Wyoming House Majority Whip Tyler Lindholm, Saturday praised President Trump’s restraint over Iran’s downing of an unmanned U.S. surveillance drone and urged Congresswoman Liz Cheney, R-Wyo., to stop publicly criticizing the president and pushing the U.S. toward “yet another endless war in the Middle East.”

Lindholm, a U.S. Navy veteran who recently authored a commentary published in multiple newspapers across the state and launched a website – WyBringOurTroopsHome.com – to press Cheney, a member of the U.S. House Armed Services Committee, to support Trump’s call to withdraw U.S. troops from already ongoing war zones in Afghanistan and Syria, said “the last thing the American people need or want is yet another escalation and expansion of the already endless wars that our troops have been fighting now for nearly two decades.” 

Lindholm took issue with comments Cheney made Friday during an interview on Hugh Hewitt’s nationally syndicated radio show, in which Cheney criticized President Trump’s cancellation of a planned retaliatory strike against Iran.

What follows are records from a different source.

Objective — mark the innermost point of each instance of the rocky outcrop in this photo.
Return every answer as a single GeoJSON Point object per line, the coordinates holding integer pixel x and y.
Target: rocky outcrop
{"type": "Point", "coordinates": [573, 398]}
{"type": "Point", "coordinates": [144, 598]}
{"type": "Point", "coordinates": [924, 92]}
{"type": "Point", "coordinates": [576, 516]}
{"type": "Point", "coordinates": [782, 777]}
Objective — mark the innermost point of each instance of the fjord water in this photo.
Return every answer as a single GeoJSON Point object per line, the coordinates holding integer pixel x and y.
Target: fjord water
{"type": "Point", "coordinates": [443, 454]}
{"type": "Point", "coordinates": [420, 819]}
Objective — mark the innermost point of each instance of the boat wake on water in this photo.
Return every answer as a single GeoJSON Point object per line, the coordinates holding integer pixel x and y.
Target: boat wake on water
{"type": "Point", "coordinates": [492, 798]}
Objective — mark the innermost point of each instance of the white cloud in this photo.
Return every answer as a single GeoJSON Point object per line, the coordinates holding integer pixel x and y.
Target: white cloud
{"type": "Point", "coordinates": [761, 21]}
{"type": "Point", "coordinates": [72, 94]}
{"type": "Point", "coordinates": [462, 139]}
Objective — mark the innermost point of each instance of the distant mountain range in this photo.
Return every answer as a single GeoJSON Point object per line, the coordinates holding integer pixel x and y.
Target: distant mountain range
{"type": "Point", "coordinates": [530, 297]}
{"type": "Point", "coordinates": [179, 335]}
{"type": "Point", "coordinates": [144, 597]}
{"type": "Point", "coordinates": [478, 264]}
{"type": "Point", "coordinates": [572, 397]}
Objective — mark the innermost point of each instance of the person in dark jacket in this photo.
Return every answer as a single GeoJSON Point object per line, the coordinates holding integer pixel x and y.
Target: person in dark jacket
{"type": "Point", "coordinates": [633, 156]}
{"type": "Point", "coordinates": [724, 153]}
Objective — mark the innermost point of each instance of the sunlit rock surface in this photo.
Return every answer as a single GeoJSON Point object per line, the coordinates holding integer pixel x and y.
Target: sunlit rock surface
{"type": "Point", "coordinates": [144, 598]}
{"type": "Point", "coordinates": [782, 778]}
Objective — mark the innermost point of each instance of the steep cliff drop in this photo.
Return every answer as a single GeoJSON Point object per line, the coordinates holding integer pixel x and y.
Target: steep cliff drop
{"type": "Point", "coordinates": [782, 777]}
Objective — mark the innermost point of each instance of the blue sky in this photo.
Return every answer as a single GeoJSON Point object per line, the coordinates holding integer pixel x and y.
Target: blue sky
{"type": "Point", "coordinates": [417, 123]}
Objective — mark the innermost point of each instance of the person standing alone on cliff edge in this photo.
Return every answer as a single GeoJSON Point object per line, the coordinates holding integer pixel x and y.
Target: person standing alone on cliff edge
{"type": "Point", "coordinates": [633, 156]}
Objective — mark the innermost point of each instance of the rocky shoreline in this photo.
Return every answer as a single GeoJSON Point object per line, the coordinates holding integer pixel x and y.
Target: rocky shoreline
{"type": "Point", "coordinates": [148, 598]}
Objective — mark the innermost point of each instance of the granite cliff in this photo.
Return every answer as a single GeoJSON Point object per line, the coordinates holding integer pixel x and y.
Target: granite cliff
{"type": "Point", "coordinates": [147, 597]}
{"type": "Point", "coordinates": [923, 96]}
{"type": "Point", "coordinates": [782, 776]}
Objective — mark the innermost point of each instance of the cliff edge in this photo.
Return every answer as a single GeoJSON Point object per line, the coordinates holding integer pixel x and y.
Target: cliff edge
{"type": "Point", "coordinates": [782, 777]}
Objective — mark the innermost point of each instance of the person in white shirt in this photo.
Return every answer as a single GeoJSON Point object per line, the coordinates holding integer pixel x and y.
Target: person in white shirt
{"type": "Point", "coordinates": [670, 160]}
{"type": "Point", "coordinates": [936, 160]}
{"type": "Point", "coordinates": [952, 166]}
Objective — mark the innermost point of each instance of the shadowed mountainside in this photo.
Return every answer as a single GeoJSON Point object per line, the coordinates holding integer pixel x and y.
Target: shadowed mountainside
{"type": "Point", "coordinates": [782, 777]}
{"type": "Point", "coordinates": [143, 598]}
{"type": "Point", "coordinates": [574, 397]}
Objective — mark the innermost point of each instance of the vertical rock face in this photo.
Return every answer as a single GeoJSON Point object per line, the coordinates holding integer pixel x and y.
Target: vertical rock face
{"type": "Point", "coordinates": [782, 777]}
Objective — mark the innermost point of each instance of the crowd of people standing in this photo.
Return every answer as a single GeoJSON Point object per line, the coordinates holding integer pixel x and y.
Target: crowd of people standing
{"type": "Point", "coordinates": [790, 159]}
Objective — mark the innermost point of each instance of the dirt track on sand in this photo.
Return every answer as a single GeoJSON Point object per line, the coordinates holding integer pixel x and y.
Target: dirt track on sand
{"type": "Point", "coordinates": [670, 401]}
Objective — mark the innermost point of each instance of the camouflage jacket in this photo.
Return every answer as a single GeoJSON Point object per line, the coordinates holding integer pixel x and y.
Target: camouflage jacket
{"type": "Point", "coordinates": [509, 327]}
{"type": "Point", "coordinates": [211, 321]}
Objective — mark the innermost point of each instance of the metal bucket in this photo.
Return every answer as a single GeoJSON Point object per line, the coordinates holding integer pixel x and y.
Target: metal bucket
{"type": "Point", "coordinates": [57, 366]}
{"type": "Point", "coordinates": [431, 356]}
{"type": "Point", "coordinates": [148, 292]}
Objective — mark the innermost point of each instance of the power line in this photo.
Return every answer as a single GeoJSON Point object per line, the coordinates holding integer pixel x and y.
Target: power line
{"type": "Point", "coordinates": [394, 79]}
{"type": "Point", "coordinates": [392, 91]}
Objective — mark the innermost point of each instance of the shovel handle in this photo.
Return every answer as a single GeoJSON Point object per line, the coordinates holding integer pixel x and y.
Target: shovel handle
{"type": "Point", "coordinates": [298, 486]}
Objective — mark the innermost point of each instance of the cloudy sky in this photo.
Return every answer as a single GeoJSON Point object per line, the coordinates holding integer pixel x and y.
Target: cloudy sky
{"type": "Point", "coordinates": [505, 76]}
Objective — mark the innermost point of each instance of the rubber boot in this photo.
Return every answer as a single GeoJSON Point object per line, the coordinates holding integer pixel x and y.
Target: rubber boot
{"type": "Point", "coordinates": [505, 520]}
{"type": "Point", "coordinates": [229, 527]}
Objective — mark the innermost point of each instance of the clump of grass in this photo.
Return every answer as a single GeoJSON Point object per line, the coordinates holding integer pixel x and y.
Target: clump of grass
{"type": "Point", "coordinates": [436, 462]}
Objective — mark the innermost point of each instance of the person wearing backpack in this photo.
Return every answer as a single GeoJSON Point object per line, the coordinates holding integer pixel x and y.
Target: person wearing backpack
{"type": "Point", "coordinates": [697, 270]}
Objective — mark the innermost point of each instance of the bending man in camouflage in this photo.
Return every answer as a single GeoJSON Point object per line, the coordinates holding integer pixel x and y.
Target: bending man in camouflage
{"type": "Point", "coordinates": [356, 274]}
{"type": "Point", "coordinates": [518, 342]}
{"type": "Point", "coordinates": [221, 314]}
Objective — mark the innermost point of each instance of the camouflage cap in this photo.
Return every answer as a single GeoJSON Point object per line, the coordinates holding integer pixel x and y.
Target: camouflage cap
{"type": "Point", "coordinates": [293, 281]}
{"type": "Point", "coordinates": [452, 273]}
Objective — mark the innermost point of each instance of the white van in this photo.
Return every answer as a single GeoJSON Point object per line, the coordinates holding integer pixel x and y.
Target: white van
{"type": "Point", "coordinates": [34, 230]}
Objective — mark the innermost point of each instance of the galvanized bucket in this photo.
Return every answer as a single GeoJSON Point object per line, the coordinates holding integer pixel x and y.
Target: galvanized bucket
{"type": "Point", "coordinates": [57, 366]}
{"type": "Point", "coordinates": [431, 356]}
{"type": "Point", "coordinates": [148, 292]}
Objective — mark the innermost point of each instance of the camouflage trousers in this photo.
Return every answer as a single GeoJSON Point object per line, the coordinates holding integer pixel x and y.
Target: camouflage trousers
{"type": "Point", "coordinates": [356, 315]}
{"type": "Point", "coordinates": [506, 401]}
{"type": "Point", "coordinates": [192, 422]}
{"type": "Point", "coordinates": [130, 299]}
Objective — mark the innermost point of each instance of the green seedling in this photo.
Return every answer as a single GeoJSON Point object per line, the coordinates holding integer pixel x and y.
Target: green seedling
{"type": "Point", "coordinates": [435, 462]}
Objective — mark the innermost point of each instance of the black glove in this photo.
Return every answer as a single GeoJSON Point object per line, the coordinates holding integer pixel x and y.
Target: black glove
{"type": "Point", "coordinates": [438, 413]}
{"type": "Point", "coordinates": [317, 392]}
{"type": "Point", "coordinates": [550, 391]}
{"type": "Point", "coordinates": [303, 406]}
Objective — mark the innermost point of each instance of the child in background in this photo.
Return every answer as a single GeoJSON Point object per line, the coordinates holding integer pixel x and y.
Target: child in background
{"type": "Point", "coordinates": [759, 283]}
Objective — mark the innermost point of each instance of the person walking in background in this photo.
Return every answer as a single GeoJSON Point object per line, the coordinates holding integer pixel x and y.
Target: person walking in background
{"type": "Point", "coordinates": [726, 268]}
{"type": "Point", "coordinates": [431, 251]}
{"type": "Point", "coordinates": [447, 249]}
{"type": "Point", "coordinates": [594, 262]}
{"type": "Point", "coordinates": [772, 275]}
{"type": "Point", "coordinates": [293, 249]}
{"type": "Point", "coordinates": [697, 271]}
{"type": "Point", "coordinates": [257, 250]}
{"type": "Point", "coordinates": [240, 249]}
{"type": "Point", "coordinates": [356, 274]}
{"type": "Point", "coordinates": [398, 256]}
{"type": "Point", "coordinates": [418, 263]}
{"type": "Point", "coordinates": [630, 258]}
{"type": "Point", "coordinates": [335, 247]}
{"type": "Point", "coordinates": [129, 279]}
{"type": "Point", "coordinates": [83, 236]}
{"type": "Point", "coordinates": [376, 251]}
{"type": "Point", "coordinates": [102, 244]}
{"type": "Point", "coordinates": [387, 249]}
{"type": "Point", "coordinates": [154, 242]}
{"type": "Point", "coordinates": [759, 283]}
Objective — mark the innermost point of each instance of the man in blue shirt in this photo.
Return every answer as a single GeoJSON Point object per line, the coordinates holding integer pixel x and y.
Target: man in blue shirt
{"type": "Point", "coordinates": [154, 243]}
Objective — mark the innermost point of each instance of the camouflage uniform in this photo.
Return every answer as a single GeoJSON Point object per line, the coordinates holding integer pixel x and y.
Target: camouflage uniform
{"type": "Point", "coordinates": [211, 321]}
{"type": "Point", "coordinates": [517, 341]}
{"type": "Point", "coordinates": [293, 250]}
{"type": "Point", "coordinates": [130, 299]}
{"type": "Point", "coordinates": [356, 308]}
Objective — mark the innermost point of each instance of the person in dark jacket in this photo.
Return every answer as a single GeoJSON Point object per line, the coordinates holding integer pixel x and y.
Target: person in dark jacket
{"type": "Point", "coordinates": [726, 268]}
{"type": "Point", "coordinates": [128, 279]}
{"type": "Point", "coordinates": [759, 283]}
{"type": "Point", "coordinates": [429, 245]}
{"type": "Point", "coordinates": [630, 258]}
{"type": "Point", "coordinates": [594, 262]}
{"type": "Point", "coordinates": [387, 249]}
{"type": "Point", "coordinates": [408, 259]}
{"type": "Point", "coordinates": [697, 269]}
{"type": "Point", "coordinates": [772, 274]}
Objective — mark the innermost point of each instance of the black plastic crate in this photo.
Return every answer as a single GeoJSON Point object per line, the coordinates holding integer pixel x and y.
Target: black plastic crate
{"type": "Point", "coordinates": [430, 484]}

The president’s “failure to respond to this kind of direct provocation that we’ve seen now from the Iranians, in particular over the last several weeks, could, in fact, be a very serious mistake,” Cheney said. “...I think it’s very important for all of our decision makers to recognize that weakness is provocative ... and that failing to respond is potentially far more dangerous here in the message that the Iranians will take from that.”

Lindholm responded in a statement e-mailed Saturday to Cheney and to the news media.

“With all due respect, Congresswoman Cheney, I agree with President Trump that it would be disproportionate and a more serious mistake for us to rush, as the president said, to take the lives of hundreds of Iranian military personnel and civilians in retaliation for the loss of an unmanned drone, inviting an escalation that puts the lives of U.S. sailors and other military personnel in the Persian Gulf at even greater risk,” Lindholm wrote.

“President Trump’s eradication of ISIS removes any doubt that he’s willing to act strongly, firmly, and decisively with American military might when appropriate,” Lindholm wrote, “so I believe -- rather than rushing to a microphone to publicly criticize President Trump’s judgment as mistaken, weak, and potentially dangerous -- we should give our demonstrably very strong President the benefit of the doubt if he decides it’s appropriate to show reasoned and measured restraint based on the intelligence and military options he has right now.”